To carry over the $2 million dredging allocation into the new budget, the full BET must approve it at its Tuesday meeting. Last Tuesday, the BET Budget Committee voted to recommend keeping the allocation.
The town’s $2 million is expected to cover only part of the dredging, with the rest coming from federal funding. Town Parks and Recreation Director Joseph Siciliano estimated that the project’s total price tag could be between $8 million and $10 million.
Greenwich Harbor is a federal channel, which makes the Army Corps the lead agency on the project, Siciliano said. The work would also involve the state and the town Department of Public Works.
Grass Island at issue
The Army Corps of Engineers must determine whether all uses of Greenwich Harbor are within the rules, Siciliano said.
“Any time the federal government puts up money, they make sure that everyone, not only the town of Greenwich, who has a dock in Greenwich Harbor, whether it’s the Delamar Hotel or the yacht club at the end and everyone in between, is in compliance with all of the federal regulations,” Siciliano told Greenwich Time.
“If you have a dock that encroaches into the harbor too much they may ask you to push it back. There’s a bunch of stuff they go through,”he said.
The town asked about any infractions, including at Grass Island, but they have not heard back, Siciliano said.
“We asked the Army Corps of Engineers at the beginning of the conversation (about the dredging) that if we are in violation with our policy, please send us either a letter or a notice of violation,” he said. “They sent us neither — and that was two-and-a-half years ago.”
Grass Island is home to a marina, with several uses for residents including a launch ramp, boat storage and 150 slips on a transient dock.
In 1985, the town put together regulations covering access to Grass Island and Cos Cob’s federal channel that allow residents and nonresidents to use the boat slips, Siciliano said. That policy was accepted and approved at the time by the Army Corps of Engineers.
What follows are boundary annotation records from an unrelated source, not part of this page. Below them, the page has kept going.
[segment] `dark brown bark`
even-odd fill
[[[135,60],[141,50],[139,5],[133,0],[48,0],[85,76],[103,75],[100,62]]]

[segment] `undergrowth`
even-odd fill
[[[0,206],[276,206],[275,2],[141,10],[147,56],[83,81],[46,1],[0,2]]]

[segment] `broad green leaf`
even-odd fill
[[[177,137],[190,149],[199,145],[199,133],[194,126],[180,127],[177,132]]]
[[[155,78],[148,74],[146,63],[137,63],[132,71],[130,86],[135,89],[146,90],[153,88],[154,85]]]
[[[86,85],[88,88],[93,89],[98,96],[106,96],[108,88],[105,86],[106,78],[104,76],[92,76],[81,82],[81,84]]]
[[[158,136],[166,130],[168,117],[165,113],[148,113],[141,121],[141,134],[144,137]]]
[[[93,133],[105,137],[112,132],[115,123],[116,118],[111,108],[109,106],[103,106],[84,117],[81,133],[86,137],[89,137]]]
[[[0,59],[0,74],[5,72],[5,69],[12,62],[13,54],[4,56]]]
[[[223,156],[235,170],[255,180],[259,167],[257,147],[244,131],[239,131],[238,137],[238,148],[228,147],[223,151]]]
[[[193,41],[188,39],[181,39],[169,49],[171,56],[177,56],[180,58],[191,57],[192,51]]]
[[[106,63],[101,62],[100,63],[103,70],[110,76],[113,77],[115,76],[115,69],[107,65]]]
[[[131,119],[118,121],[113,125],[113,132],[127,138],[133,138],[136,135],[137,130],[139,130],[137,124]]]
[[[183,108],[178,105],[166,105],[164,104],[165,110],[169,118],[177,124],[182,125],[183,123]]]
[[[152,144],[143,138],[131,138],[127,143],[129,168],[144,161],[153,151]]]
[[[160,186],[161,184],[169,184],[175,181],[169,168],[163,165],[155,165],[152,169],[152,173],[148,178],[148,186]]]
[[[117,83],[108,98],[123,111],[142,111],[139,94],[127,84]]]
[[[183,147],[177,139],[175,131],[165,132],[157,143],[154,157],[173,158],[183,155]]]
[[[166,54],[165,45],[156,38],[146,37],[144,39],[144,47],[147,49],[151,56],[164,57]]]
As part of the process, he said, the town and the Army Corps will review the policy.
“It is all of our understanding that when the money comes, all of the private properties and all the town properties will have to look at whatever regulations they have on record to see if they have to update them,” Siciliano said. “Everything will be evaluated right down to where the docks are located.”
The town must also demonstrate, according to Siciliano, that it still has “an acceptable plan” for public access to Grass Island.
“We may not have to make any changes at all,” he said. “We may send them the plan and ask for their recommendations. Or we may decide we know a few things more than we knew in 1985 when we did the recommendations and we may tweak them before we send them up because it seems practical.”
The Board of Selectmen would have to make any changes to the policy, he said.
Budget Committee vote
The Budget Committee approved a plan to keep the $2 million as an active allocation, voting 3-0, with Chair Leslie Tarkington abstaining. She said she did not have enough information about the details of the project.
Tarkington suggested moving the item to the BET Budget Committee’s July meeting so Armstrong could come back with more information but none of the other three members were in favor of the delay.
“I think there’s some outstanding questions but I don’t want to hold up,” committee member Laura Erickson said. “I think we should continue the appropriation. We’ve halted a lot of projects in the last three years and I’m going to guess Greenwich Harbor hasn’t been dredged in a very long time and this project needs to be done. We have operations there and we need a clear channel.”
The full BET will consider the allocation at its meeting on June 21 meeting.